GFlops.jl internally tracks several types of Floating-Point operations, for both 32-bit and 64-bit operands. Pretty-printing a Flop Counter only shows non-zero entries, but any individual counter can be accessed:

julia> function mixed_dot(x, y)
           acc = 0.0
           @inbounds @simd for i in eachindex(x, y)
               acc += x[i] * y[i]
           end
           acc
       end
mixed_dot (generic function with 1 method)

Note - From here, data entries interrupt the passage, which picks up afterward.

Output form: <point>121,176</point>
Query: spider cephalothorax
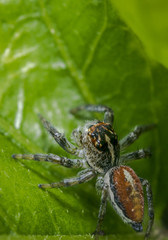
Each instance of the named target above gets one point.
<point>99,148</point>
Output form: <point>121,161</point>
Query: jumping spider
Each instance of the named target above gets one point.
<point>99,151</point>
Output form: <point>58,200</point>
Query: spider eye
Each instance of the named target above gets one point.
<point>98,133</point>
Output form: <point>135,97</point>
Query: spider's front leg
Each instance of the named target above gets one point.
<point>85,177</point>
<point>108,112</point>
<point>133,136</point>
<point>66,162</point>
<point>59,138</point>
<point>141,153</point>
<point>150,206</point>
<point>102,210</point>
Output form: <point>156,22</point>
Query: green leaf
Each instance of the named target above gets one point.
<point>56,55</point>
<point>148,19</point>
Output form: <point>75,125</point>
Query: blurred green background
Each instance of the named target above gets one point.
<point>55,55</point>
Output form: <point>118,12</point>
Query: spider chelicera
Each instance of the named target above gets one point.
<point>98,150</point>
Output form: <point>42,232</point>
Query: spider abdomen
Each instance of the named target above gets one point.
<point>126,194</point>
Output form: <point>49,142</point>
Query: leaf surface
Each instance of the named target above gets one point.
<point>55,56</point>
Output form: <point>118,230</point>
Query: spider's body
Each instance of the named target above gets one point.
<point>99,148</point>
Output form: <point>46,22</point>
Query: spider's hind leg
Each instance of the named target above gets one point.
<point>108,112</point>
<point>150,206</point>
<point>102,211</point>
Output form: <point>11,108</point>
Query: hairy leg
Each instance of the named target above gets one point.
<point>150,206</point>
<point>133,136</point>
<point>142,153</point>
<point>66,162</point>
<point>108,112</point>
<point>59,137</point>
<point>102,211</point>
<point>85,177</point>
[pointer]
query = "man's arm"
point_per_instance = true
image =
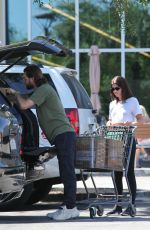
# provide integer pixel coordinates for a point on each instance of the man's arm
(24, 103)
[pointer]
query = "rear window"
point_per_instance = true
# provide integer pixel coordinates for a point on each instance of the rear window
(81, 97)
(15, 81)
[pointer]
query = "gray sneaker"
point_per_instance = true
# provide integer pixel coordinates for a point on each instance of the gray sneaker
(66, 214)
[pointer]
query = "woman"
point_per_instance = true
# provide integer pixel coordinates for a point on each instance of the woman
(124, 110)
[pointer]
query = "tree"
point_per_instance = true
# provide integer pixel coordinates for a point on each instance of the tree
(110, 63)
(122, 9)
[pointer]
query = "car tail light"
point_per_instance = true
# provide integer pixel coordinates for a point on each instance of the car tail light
(73, 117)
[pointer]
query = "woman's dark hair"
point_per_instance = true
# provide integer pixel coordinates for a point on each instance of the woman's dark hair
(122, 83)
(33, 71)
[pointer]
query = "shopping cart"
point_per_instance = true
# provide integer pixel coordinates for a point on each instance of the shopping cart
(106, 150)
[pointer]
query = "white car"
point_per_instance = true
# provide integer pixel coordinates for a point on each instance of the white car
(78, 108)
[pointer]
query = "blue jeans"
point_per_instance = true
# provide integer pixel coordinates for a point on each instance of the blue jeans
(65, 144)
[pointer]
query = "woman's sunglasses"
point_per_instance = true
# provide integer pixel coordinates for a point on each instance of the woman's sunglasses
(115, 88)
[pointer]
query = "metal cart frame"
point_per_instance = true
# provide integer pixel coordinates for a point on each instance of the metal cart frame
(106, 150)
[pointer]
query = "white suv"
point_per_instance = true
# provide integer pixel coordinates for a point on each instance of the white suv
(78, 109)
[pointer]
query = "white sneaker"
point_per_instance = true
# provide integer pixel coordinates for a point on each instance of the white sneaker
(66, 214)
(52, 214)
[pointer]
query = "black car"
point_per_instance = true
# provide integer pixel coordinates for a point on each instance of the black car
(28, 166)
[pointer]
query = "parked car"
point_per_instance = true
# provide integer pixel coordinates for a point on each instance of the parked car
(28, 164)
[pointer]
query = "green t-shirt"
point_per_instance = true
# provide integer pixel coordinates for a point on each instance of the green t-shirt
(50, 112)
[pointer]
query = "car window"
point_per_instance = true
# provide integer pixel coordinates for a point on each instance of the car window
(81, 97)
(15, 81)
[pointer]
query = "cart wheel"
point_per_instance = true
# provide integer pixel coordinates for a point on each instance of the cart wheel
(92, 212)
(100, 210)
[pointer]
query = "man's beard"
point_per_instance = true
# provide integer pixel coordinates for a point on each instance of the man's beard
(29, 86)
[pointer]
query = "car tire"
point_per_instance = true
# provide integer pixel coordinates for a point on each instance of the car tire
(41, 188)
(16, 204)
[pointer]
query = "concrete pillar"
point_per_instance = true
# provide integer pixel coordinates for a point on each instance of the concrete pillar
(2, 23)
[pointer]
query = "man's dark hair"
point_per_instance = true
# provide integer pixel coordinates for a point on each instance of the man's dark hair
(33, 71)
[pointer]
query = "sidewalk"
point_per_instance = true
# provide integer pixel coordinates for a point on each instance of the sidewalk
(104, 184)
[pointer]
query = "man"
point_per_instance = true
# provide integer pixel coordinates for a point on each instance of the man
(58, 130)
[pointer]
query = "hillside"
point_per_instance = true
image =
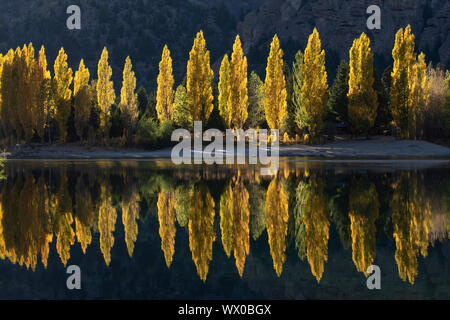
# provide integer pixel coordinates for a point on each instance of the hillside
(141, 28)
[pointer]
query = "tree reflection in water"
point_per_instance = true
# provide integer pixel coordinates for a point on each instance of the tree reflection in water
(73, 204)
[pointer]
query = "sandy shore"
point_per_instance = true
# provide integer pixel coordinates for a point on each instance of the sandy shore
(384, 148)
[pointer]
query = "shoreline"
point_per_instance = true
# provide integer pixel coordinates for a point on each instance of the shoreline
(376, 149)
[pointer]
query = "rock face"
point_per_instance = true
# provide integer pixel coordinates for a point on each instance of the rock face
(140, 29)
(340, 22)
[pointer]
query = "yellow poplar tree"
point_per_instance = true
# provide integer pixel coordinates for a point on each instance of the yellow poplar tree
(42, 109)
(224, 91)
(419, 96)
(9, 115)
(165, 92)
(199, 81)
(82, 99)
(315, 86)
(362, 98)
(26, 91)
(275, 93)
(105, 92)
(238, 98)
(62, 93)
(401, 83)
(129, 101)
(277, 215)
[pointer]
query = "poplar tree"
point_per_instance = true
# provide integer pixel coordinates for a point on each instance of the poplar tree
(362, 98)
(129, 101)
(275, 94)
(165, 92)
(409, 85)
(256, 114)
(62, 93)
(181, 114)
(419, 96)
(27, 93)
(105, 92)
(315, 86)
(199, 81)
(238, 99)
(42, 110)
(224, 91)
(337, 103)
(8, 97)
(82, 99)
(404, 59)
(297, 84)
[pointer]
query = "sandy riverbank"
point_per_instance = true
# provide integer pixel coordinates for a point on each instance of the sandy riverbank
(382, 148)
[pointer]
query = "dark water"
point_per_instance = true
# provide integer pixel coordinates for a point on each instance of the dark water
(149, 230)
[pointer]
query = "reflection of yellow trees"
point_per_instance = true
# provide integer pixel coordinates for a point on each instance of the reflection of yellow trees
(364, 207)
(234, 222)
(65, 236)
(130, 214)
(84, 210)
(257, 200)
(24, 223)
(314, 227)
(167, 229)
(106, 223)
(183, 196)
(276, 222)
(226, 219)
(411, 218)
(201, 229)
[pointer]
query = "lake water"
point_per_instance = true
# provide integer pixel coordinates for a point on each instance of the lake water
(150, 230)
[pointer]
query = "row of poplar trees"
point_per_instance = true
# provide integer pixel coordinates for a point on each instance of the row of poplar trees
(308, 100)
(30, 99)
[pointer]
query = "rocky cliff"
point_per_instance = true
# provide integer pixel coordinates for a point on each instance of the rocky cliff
(340, 22)
(140, 28)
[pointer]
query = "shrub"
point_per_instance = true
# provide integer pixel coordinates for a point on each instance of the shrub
(151, 134)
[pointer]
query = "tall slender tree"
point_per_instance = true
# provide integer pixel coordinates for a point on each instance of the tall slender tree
(224, 91)
(275, 94)
(199, 81)
(62, 93)
(297, 84)
(165, 92)
(129, 101)
(363, 103)
(404, 60)
(315, 86)
(43, 105)
(105, 93)
(82, 99)
(238, 98)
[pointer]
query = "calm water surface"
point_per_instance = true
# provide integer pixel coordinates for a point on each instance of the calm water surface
(149, 230)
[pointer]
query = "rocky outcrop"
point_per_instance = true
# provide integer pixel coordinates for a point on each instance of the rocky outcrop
(340, 22)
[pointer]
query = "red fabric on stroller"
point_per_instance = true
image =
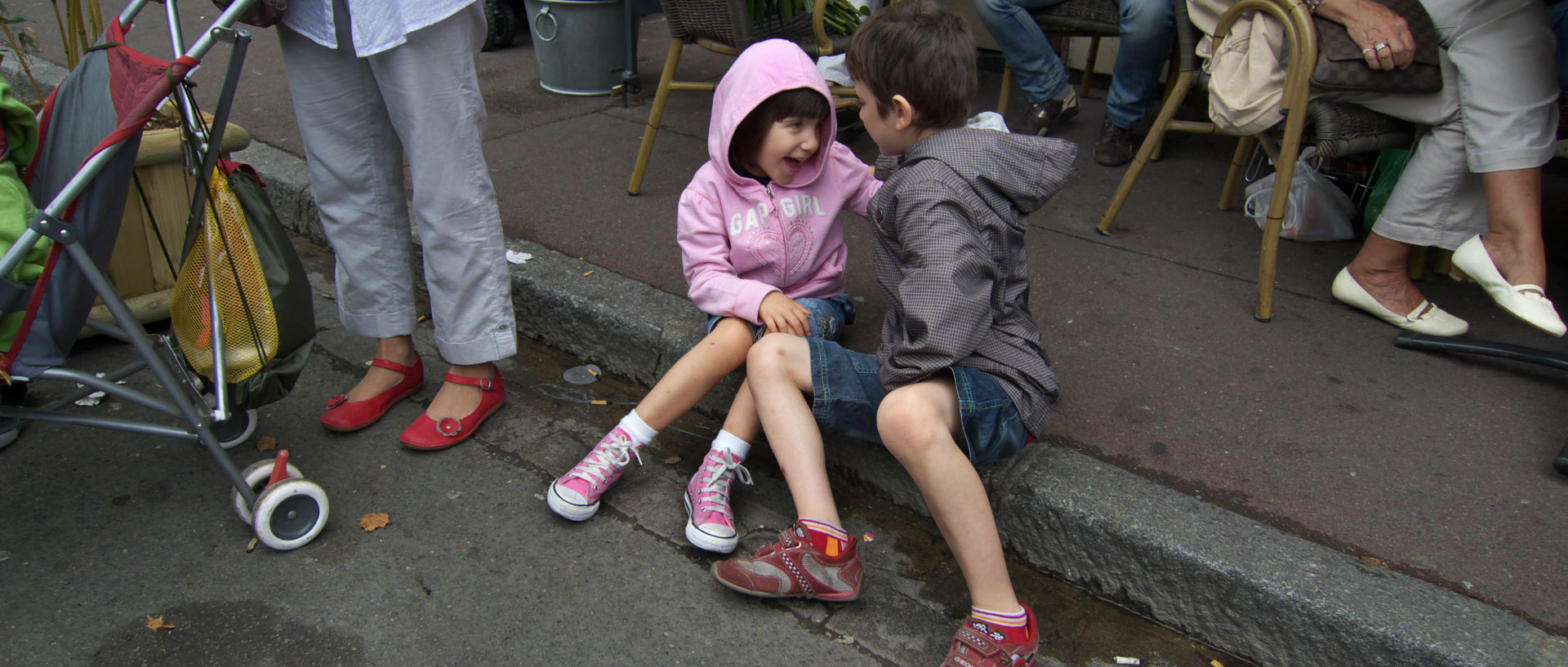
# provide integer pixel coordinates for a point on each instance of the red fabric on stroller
(105, 102)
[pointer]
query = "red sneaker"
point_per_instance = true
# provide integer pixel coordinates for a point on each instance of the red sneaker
(979, 646)
(345, 416)
(429, 434)
(792, 569)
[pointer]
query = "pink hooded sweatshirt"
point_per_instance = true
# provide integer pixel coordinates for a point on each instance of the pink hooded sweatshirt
(742, 240)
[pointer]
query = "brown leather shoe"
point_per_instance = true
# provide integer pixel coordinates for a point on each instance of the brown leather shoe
(1114, 146)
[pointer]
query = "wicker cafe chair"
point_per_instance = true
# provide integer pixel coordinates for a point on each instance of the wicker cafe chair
(1336, 129)
(1071, 19)
(725, 27)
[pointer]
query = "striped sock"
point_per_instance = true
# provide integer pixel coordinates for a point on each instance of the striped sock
(825, 537)
(1013, 627)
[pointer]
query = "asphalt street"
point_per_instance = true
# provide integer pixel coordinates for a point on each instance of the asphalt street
(105, 530)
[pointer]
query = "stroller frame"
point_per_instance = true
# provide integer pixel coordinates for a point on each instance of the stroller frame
(284, 509)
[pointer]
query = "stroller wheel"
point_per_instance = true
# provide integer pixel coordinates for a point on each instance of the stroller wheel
(235, 429)
(291, 514)
(256, 476)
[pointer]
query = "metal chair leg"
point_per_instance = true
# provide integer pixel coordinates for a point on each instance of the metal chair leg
(1007, 90)
(1089, 68)
(1233, 179)
(654, 118)
(1418, 262)
(1145, 151)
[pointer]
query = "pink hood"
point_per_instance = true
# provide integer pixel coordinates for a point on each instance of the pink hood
(739, 240)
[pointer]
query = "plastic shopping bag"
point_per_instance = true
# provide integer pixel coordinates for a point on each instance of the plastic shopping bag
(1316, 210)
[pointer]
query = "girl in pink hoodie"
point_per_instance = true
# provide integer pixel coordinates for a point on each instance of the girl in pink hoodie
(763, 252)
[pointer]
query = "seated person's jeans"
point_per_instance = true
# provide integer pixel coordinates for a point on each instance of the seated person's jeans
(845, 394)
(1147, 32)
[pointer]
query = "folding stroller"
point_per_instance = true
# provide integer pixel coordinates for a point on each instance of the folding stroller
(90, 132)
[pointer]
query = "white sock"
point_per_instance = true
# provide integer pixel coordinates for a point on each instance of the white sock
(639, 429)
(729, 442)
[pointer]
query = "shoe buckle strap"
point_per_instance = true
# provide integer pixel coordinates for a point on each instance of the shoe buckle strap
(391, 365)
(487, 384)
(979, 643)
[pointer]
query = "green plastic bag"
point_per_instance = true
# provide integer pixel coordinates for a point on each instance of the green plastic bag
(1390, 167)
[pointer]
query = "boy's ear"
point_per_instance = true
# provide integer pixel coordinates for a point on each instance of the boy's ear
(902, 113)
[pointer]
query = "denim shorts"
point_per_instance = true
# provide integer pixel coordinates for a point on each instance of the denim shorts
(845, 394)
(828, 318)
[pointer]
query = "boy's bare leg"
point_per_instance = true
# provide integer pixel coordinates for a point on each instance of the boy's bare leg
(742, 419)
(778, 371)
(920, 425)
(697, 373)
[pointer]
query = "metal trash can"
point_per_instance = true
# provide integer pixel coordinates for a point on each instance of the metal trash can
(581, 44)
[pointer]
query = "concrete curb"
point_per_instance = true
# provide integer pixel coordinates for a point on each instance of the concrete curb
(1237, 585)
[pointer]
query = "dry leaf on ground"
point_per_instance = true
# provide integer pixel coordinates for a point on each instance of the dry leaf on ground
(373, 520)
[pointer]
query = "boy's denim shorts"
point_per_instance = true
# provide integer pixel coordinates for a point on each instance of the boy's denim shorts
(828, 318)
(845, 394)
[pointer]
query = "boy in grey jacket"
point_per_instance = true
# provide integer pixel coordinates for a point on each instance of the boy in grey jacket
(959, 378)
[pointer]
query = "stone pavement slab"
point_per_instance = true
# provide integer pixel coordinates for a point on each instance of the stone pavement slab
(1432, 465)
(104, 530)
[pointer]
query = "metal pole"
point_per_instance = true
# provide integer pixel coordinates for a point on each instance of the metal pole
(129, 15)
(160, 371)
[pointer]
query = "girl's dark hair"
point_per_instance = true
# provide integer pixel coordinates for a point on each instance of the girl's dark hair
(804, 104)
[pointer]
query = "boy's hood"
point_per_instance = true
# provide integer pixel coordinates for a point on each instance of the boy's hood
(763, 71)
(1009, 171)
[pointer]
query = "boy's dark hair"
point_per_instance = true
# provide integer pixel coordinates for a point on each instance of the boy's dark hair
(922, 52)
(804, 104)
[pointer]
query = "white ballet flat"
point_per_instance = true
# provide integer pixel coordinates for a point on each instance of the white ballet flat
(1525, 301)
(1433, 322)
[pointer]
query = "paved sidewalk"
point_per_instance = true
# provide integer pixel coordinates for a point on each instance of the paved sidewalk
(1297, 492)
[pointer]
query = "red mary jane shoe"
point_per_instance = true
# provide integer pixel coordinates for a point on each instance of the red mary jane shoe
(345, 416)
(430, 434)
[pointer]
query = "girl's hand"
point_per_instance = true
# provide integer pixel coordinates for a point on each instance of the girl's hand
(1383, 35)
(782, 313)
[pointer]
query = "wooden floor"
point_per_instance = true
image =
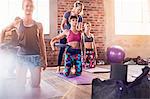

julia> x = rand(Float32, 1000); y = rand(Float32, 1000);

julia> cnt = @count_ops mixed_dot($x, $y)
Flop Counter: 1000 flop
┌─────┬─────────┬─────────┐
      Float32  Float64 
├─────┼─────────┼─────────┤
 add        0     1000 
 mul     1000        0 
└─────┴─────────┴─────────┘

julia> fieldnames(GFlops.Counter)
(:fma32, :fma64, :muladd32, :muladd64, :add32, :add64, :sub32, ...)

julia> cnt.add64
1000

julia> @gflops mixed_dot($x, $y);
  9.91 GFlops,  13.36% peak  (2.00e+03 flop, 2.02e-07 s, 0 alloc: 0 bytes)

Caveats

Fused Multiplication and Addition: FMA & MulAdd

On systems which support them, FMAs and MulAdds compute two operations (an addition and a multiplication) in one instruction. @count_ops counts each individual FMA/MulAdd as one operation, which makes it easier to interpret counters. However, @gflops will count two floating-point operations for each FMA, in accordance to the way high-performance benchmarks usually behave:

julia> x = 0.5; coeffs = rand(10);

# 9 MulAdds but 18 flop
julia> cnt = @count_ops evalpoly($x, $coeffs)
Flop Counter: 18 flop
┌────────┬─────────┐
         Float64 
├────────┼─────────┤
 muladd        9 
└────────┴─────────┘

julia> @gflops evalpoly($x, $coeffs);
  0.87 GFlops,  1.63% peak  (1.80e+01 flop, 2.06e-08 s, 0 alloc: 0 bytes)

Non-julia code

GFlops.jl does not see what happens outside the realm of Julia code. It especially does not see operations performed in external libraries such as BLAS calls:

julia> using LinearAlgebra

julia> @count_ops dot($x, $y)
Flop Counter: 0 flop

This is a known issue; we'll try and find a way to circumvent the problem.